Alameda County Superior Court Judge Harry Sheppard met for about 90 minutes with the attorney representing former altar boy Bob Thatch-er and lawyers defending the Roman Catholic Diocese of Oakland and Thatcher's accused abuser, Robert Ponciroli.
Sheppard was presented with two large piles of briefs he is to review before attorneys return to his courtroom Wednesday to argue motions, which include requests to limit evidence and expert testimony at the trial.
Jury selection could begin as early as Thursday.
Unless a settlement precludes the proceedings, Sheppard will preside over a civil trial pitting Thatcher and his lawyer, Richard Simons, against retired priest Ponciroli and the diocese.
Ponciroli, 68, is accused of abusing Thatcher from 1979 to 1982 while Thatcher was an altar boy at St. Ignatius Parish in Antioch.
The Oakland diocese includes Alameda and Contra Costa counties. The Thatcher case is one of several naming Ponciroli as an abuser.

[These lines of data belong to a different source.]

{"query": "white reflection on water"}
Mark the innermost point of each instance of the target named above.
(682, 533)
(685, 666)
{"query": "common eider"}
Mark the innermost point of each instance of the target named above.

The Thatcher case is one of two Clergy III trials that officially began Monday. San Francisco Judge John Munter will oversee a civil trial centered on claims of wrongdoing by the late Rev. Joseph Pritchard.
Dennis Kavanaugh, a former student at St. Martin of Tours Catholic Church in San Jose, contends he was molested by Pritchard at the church in 1972 and 1973. Pritchard worked for the San Francisco Archdiocese and Kavanaugh was 12 years old when the purported abuse began.
About 200 plaintiffs are involved in approximately 160 priest sex abuse suits being coordinated by Alameda County Superior Court Judge Ronald Sabraw.
Defendants in the cases range from priests to Catholic church officials who are accused of covering up the abuses and protecting wrongdoers. Sabraw has spent months deciding issues of law and evidence to ready the cases for trials. Sabraw is directing the cases to trial as they are ready.